5. О знаменитом костюмированном вечере на святках 1920 г. вспоминают многие мемуаристы, пишущие о той поре. Вот как описывает этот бал В. Ф. Ходасевич: «...в огромных промерзлых залах зубовского особняка на Исаакиевской площади — скудное освещение и морозный пар. В каминах чадят и тлеют сырые дрова. Весь литературный и художественный Петербург — налицо. Гремит музыка. Люди движутся в полумраке, теснятся к каминам. Боже мой, как одета эта толпа! Валенки, свитеры, потертые шубы, с которыми невозможно расстаться и в танцевальном зале. И вот, с подобающим опозданием, является Гумилёв с дамой, дрожащей от холода, в черном платье с глубоким вырезом. Прямой и надменный, во фраке, Гумилёв проходил по залам. Он дрогнет от холода, но величественно и любезно раскланивается направо и налево. Беседует со знакомыми в светском тоне. Он играет в бал. Весь вид его говорит: "Ничего не произошло. Революция? — Не слыхал"» (Крейд, с. 205–206). Можно лишь уточнить: «явление» Гумилёва во фраке произошло на пушкинских торжествах в 1921 г. «Дамой», сопровождавшей Гумилёва на маскараде, была Д. Ф. Слепян.

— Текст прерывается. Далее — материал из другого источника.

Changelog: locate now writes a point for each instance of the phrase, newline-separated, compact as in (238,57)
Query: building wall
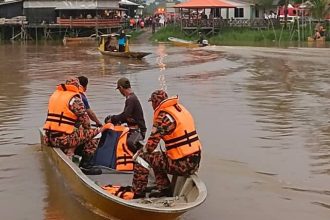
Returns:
(11,10)
(71,4)
(40,15)
(246,12)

6. Из стихотворения «Лаос» (С. 279). Цитата неточна: ст. 4 — «Никогда друг друга не покинем».

7. См. комментарий 3 к воспоминаниям Ю. М. Шейнмана (с. 297 наст. изд.).

8. Ср. у Одоевцевой:

...в дом пять по Преображенской
Я походкой легкой вошла:
Низкая комната, мягкая мебель,
Книги повсюду и теплая тишь.
Вот сейчас выползет черепаха,
Пролетит летучая мышь...
Но все спокойно и просто,
Только совсем особенный свет:

У окна папиросу курит
Не злой и не добрый поэт.

9. Ошибка мемуариста. Гумилёв переехал в Дом искусств. (См. комментарий 3 к воспоминаниям М. Л. Слонимского, с. 272 наст. изд.).

10. Подобных свидетельств о конце Гумилёва довольно много. Ср. также: «Петроградский орган "Революционное дело" сообщал подробности о расстреле шестидесяти по Таганцевскому делу: "Расстрел был произведен на одной из станций Ириновской ж.д. Арестованных привезли на рассвете и заставили рыть яму. Когда яма наполовину готова приказано было всем раздеться. Начались крики, вопли о помощи. Часть обреченных была насильно столкнута в яму и по яме была открыта стрельба.

На кучу тел была загнана и остальная часть и убита тем же манером. После чего яма, где стонали живые и раненые, была засыпана землей» (Тимонина М. Даниил Андреев: «Но чаша лишь одна...» // Лит. обозрение. 1990. № 5. С. 12).